TEPCO to start offshore wind energy test in Japan in 2012

TEPCO said it plans to erect wind turbines on an offshore platform in the Pacific Ocean at a point 3 kilometers south of the city in Chiba Prefecture under a project worth some 3.3 billion yen. Its blades will cover an area 90 meters in diameter.

The country’s biggest power utility said it envisages the planned wind turbines being the largest sea-based wind power generator in the country.

The company has carried out the project jointly with the government-affiliated New Energy and Industrial Technology Development Organization and shouldered a one-third of the total cost.

The Tokyo Electric Power Company, Inc. (TEPCO) will launch the "Experimental Study on Offshore Wind Power Generation Systems" (hereinafter "the Study") in June this year.  As a joint research project with the New Energy and Industrial Technology Development  Organization (NEDO), the Study aims to establish methods for operating and maintaining offshore wind turbines and formulate design guidelines for wind energy generation systems by setting up a fixed-type offshore wind power generation facility about 3 km  off the southern coast of Choshi, Chiba.

Prior to the Study, TEPCO started the "Experimental Study on Offshore Wind Observation Systems" in August 2009 in coordination with the University of Tokyo as a project entrusted by NEDO. The aim of this project is to monitor meteorological and hydrographic conditions, including wind and wave conditions, by building an offshore wind observation tower in the target sea area.
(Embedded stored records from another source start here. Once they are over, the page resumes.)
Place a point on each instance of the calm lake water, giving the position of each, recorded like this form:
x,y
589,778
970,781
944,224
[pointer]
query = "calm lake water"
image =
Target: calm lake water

The Study is an extension of this earlier project and will be a next step toward the commercialization of offshore wind power generation. In the Study, a fixed-type offshore wind power generation facility running a wind turbine equipped with a 90-meter diameter rotor will be operated from June 2010 (slated) to March 2014 in the target sea area.

Its objective is to establish methods for designing, installing, operating and maintaining wind power generation systems in the hostile natural environment in the seas near Japan, and to identify the environmental effects of offshore wind farm generation facilities.

The outcome of the Study, along with that of past studies, is expected to be used by NEDO for achieving its goal of establishing offshore wind power generation technologies suited to the natural environment of Japan.

As part of efforts to increase the use of renewable energy, TEPCO will remain committed to studies to develop safe and cost-effective offshore wind power generation systems to make use of wind energy on the sea, where wind conditions are better than on shore.